There is a better way to train. Every day, more and more women are moving from the cardio room to the weight room, getting stronger and seeing their bodies change! Getting stronger improves self-esteem and confidence while giving you the body you want.
A few benefits of strength/resistance training and lifting weights include:
- Burning more calories and fat than cardio alone, ultimately increasing lean body mass. This means you’ll burn more calories throughout the day and night. This is especially noticeable in reducing belly fat. You’ll look more defined and toned.
- Strengthening your bones and preventing osteoporosis. Women typically start losing bone density around age 30. Strength training slows bone loss, which is particularly beneficial for those who are at risk of developing osteoporosis after menopause.

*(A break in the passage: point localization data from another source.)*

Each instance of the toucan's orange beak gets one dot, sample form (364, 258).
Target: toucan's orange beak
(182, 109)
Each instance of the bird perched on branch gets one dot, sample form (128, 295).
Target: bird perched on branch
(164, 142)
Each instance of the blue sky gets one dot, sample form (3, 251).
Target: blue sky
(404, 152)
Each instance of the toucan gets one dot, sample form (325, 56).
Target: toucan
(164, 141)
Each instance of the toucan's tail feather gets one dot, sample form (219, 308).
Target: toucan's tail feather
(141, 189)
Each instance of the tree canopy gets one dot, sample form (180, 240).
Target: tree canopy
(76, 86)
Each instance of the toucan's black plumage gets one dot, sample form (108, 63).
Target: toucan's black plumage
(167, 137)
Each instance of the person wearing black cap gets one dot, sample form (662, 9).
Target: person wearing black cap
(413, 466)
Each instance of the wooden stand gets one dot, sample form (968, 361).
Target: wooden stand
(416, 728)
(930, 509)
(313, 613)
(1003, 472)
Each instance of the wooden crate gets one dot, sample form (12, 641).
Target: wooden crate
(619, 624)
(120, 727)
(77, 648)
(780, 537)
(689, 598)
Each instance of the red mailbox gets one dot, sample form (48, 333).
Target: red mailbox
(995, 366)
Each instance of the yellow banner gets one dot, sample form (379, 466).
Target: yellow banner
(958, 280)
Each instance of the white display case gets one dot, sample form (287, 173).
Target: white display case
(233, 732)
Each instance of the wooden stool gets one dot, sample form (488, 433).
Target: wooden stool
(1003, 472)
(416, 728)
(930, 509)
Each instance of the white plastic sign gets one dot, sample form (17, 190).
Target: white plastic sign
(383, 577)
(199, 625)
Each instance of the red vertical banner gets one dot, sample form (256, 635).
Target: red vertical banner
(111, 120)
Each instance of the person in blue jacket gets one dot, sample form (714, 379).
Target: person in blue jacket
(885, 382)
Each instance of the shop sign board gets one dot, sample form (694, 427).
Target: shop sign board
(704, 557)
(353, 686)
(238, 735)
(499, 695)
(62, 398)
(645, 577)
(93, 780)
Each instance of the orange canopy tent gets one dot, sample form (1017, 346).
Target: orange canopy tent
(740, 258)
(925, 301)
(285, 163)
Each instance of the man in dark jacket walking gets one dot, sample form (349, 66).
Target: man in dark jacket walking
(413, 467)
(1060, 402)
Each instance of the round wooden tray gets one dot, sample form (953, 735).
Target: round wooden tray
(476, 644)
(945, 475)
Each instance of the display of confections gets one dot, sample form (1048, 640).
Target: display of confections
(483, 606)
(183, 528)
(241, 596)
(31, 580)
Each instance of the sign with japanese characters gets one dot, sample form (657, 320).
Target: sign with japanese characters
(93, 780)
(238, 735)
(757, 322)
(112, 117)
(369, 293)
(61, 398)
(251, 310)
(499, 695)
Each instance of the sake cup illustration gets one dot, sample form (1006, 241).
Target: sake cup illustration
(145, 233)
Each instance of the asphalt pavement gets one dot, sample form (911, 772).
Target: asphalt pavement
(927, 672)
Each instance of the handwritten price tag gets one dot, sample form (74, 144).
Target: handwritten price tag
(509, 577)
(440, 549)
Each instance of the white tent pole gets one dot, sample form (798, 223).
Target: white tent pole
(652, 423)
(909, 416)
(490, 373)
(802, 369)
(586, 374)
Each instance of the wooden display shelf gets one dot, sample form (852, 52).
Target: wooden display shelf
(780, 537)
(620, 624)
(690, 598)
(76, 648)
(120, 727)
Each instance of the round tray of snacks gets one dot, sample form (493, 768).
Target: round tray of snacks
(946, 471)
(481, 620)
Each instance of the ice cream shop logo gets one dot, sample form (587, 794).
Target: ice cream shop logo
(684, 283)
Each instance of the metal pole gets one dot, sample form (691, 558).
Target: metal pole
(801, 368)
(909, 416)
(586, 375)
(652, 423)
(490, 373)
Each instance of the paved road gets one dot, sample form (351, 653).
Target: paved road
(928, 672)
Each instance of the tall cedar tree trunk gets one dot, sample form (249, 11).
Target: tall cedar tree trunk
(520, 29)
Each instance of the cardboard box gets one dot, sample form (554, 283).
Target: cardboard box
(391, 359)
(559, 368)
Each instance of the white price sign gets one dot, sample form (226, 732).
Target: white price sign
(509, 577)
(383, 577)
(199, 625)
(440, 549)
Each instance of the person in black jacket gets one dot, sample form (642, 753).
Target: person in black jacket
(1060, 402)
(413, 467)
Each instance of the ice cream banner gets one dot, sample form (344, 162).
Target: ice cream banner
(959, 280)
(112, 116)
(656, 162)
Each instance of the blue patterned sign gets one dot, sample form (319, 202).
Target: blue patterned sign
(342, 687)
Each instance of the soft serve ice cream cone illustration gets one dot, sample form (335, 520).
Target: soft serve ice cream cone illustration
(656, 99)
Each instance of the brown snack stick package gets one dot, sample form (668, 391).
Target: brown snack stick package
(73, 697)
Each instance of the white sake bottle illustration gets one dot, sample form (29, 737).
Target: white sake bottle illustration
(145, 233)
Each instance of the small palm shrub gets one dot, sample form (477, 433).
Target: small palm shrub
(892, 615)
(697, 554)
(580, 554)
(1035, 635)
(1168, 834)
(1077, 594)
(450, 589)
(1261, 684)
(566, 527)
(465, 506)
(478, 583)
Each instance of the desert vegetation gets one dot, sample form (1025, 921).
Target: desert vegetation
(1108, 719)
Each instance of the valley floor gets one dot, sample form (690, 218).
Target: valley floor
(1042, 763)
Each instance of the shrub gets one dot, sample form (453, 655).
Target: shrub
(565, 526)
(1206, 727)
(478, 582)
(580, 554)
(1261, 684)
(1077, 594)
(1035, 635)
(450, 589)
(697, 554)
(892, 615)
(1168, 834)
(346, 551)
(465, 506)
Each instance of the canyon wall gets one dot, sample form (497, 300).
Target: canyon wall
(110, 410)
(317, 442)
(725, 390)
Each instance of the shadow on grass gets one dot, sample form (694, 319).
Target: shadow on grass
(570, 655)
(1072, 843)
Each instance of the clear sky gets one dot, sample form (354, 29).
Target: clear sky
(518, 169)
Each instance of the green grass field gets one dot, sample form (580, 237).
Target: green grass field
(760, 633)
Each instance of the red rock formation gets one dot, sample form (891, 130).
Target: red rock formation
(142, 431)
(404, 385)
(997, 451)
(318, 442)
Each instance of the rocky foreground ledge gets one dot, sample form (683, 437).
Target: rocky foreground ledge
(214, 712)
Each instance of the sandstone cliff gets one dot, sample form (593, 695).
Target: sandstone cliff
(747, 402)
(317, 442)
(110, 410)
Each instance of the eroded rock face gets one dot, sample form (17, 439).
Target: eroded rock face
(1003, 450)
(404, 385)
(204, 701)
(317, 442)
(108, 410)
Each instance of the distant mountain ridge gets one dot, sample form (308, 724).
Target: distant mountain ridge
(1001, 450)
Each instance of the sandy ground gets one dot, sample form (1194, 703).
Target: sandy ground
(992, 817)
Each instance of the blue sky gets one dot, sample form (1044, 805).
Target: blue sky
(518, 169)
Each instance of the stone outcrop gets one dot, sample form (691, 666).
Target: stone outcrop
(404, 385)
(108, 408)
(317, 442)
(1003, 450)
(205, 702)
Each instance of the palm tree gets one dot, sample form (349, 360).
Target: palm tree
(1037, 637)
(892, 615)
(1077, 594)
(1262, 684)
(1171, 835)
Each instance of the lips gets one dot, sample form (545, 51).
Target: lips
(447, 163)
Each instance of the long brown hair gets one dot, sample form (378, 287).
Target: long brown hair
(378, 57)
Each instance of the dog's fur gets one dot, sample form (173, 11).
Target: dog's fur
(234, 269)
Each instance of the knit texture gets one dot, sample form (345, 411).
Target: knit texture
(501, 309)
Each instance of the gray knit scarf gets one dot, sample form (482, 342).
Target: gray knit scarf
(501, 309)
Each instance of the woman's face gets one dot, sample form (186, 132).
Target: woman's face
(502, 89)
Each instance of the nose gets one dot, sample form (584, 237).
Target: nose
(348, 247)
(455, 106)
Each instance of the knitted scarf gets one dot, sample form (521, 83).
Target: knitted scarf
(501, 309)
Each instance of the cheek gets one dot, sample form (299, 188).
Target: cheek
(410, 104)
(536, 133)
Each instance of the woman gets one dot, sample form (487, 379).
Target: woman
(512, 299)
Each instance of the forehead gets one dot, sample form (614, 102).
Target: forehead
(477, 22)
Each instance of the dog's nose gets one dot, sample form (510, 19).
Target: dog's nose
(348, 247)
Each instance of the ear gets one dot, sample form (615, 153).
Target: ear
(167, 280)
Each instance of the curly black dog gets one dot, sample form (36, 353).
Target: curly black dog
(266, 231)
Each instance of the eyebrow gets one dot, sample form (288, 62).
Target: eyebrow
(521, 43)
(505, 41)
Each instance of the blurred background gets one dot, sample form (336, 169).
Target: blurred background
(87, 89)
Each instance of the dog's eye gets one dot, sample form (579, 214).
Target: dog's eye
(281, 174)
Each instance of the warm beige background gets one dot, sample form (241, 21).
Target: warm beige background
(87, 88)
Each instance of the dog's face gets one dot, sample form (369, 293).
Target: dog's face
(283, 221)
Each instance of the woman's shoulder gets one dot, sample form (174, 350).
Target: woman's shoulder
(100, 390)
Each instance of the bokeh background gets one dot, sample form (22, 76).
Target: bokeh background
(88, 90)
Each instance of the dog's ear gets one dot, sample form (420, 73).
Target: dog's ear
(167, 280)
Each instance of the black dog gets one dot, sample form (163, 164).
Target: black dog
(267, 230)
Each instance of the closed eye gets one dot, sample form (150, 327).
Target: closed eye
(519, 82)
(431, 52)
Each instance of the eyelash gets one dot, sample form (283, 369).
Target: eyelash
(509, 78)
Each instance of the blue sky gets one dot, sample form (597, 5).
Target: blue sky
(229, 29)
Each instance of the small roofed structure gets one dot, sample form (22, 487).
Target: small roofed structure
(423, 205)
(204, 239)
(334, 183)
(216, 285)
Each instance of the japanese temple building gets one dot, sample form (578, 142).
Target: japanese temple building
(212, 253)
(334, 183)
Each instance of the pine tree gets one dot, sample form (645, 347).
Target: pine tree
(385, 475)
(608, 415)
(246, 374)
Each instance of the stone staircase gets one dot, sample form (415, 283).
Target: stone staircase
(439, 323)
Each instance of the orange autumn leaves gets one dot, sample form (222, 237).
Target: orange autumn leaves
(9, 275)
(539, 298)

- Strengthening your heart, which is arguably the most important muscle in the human body.
- Helping to prevent and treat metabolic syndrome and related conditions such as diabetes, high blood pressure, high unhealthy cholesterol, inflammation, heart disease, etc.
- Improving mental health. Aside from boosting confidence and feeling great after a good workout, strength training has been shown to decrease symptoms of depression.
- Decreasing injuries. Strengthening the muscles around your joints and core helps prevent injuries and greatly improves chronic pain in various parts of the body (low back pain being one of the most common).
- Improving performance in everything else you do – running, playing sports, and normal daily activities like lifting children, carrying groceries, and more all become easier as one’s strength improves.
- Helps you feel empowered! Being strong is AWESOME!
“Strength has a funny way of bleeding into all areas of your life, in the gym and out,” says Jen Sinkler, an Olympic lifting coach and author of Lift Weights Faster. She further states, “weight lifting empowers you.” By challenging yourself to do things you never thought possible, your confidence grows.
Here are some tips to get started:
- Start by lifting lighter weights at high repetitions to fatigue. Lifting lighter weights for more reps is a great way to build muscle endurance. To progress and truly increase your strength, increase the weight load little by little.
- Gradually start adding compound exercises such as squats, deadlifts, and rows to your heavy weight training. (Consult a personal trainer to learn proper form and technique before you attempt heavy lifting.)
You will be amazed at how fast your body changes as you become stronger.